Exports grew by 16 per cent to $12.18 billion in the fiscal year 2006-07 to June, posting a slower growth than in the year before. Incomes from export sector figured $10.53 billion in the 2005-06 fiscal, which were up by 22 per cent from the previous year’s total, Export Promotion Bureau data showed on July 30. Lower returns on larger shipment featured the performance of the manufacturing sector in the last fiscal year, while, in contrast, the primary products saw higher growth in earning than in volume. Total export index was up by 16.33 per cent on volume, but price index was down by 0.67 per cent.

Export of primary products earned $832 million with volume index up by 2.39 per cent and price 5.33 per cent, while manufactured goods earned $11.346 billion with volume up by 16.32 per cent and price index down by 1.11 per cent. Earnings in the last fiscal were three per cent less the official target set for the whole year mainly due to lower-than-expected sales of knitwear, a key item in the basket, officials of the bureau said. The break-up of different categories of products in the export basket shows that a few products including woven garment, frozen foods, home-textiles and footwear performed well, while at least 13 potential products missed their respective earning targets set for the period

Woven garments earned $4.66 billion in the July-June period, exceeding the previous year’s earnings and also the target set for the year to June 2007. Earnings from knitwear stood at $4.55 billion, which was less the target but 19 per cent higher than the previous year’s amount.
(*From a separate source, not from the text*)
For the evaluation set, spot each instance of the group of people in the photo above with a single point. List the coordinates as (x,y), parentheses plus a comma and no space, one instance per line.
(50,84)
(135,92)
The growth was 39 per cent in the year before. Earnings from knitwear, jute goods and finished leather were much below the expected levels, slowing down the overall export growth.

The EPB data also showed export earnings from frozen foods, second largest foreign exchange earner, grew by 12 per cent to $515 million. Export items that showed impressive growths and crossed the targets are-home textile with 55 per cent growth to $257 million and footwear (made of natural or artificial leather) 42 per cent to $136 million. Products that earned more than the previous year but trailed the targets include finished leather with $266 million, pharmaceuticals $28 million and ceramics $30 million.

Earnings from jute goods fell 11 per cent to $321 million, raw jute one per cent to $147 million, agricultural products (vegetables, tobacco and others) seven per cent to $88 million, textile fabrics two per cent to $36 million and bi-cycle 20 per cent to $54 million.
Tea faced a massive slump of 42 per cent to $7 million.